Bill wasn’t buying the idea. He was still upset about being delayed
in traffic that morning by fast-food workers marching around downtown demanding $15.00 an hour to flip burgers.
“Fred, if you want to pay the man a living wage as a private citizen, that’s your right. But don’t expect private business to do that. Private business has to make a profit. How much are you willing to pay for a double cheeseburger? This prime rib tonight isn’t cheap and it would cost a heck of a lot more if bus boys were getting $15.00 an hour. Is there no place for entry-level jobs anymore?”
“I’m not talking entry level, Bill. I think people at our level in
the fast-food business should make a little less so people who make
the burgers can be paid well enough to live. I’m no socialist but
something isn’t right in our society now. Many people work 40 hours a week and still have to use food stamps.
“At the grocery store the other day, the woman at the register—she
had to be in her fifties—told me she’s on food stamps despite
working at the store for 20 years. She’s damn good at what she does. As a human being what makes her worth less than you and me?
“I just think people who work full time should be paid enough not to need food stamps. And that employers should be restricted somehow from hiring an army of part-time workers so they can avoid hiring people full-time.”
Perhaps it was a good thing their prime rib arrived at the table at
that moment because Bill was hurting for answers and Fred was tired of sounding like a socialist. He was far from being a socialist. He was just tired of seeing so many people underpaid and living week to week. Never mind the way the truly poor have to live, he told Bill over dessert later, as it was prepared with flame by a waiter at their table.

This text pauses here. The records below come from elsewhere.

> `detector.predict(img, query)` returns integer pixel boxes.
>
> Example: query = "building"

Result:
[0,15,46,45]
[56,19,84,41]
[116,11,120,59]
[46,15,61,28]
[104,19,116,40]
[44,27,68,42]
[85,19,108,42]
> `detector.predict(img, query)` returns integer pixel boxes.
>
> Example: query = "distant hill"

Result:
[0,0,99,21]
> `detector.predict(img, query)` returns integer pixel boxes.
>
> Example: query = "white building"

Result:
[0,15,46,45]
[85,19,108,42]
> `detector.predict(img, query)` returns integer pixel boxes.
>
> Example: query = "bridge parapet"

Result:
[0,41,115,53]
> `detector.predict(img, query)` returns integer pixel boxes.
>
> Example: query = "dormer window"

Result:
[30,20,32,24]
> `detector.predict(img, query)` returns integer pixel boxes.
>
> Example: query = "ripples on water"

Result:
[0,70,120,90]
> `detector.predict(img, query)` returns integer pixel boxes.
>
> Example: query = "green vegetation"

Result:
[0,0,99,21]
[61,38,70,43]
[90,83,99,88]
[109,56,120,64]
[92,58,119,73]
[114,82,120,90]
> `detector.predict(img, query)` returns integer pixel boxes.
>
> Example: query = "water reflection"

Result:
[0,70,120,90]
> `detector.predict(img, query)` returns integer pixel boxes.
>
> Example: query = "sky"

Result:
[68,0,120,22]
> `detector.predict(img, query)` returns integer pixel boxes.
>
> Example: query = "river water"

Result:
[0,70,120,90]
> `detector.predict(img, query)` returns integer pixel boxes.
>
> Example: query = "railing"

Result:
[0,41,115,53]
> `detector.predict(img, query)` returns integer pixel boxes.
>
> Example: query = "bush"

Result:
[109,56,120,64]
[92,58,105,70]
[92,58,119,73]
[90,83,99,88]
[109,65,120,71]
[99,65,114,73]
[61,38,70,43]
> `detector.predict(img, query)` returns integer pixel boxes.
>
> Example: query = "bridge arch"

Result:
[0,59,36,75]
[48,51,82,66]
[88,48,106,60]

After the waiter had left, Fred said to Bill, “Should that waiter
have to depend on tips to make a decent living? You and I can afford to tip well but not everybody can, yet the waiter still has to pay his bills. I wouldn’t be surprised if at times he hasn’t had to rely on food stamps like the lady at the grocery store.
“Something’s wrong with how we deal with working people in America and we better fix it before the wrong people wreck the system instead of fixing it.”
Bill didn’t have much else to say about the matter. He still strongly believed a job should pay what a job is worth. And Fred, after holding forth for the evening, was even more convinced that the system isn’t working. He was convinced something is wrong with how people are paid, never mind how the truly poor are treated. If there are no jobs for them, government has to do a better job meeting their needs. Philanthropy is important but it can’t be relied on to carry to whole load.
Sitting there with the last of his coffee, Fred knew that he had
convinced himself, if not his friend Bill, that experts in economics had better find a way to repair our system. And elected officials and voters had better put those repairs into effect after arguing about them. Too much time had already been wasted. And the working poor and the truly poor no longer sounded like they’re willing to live on the scraps that fall from the tables of people like Fred and Bill.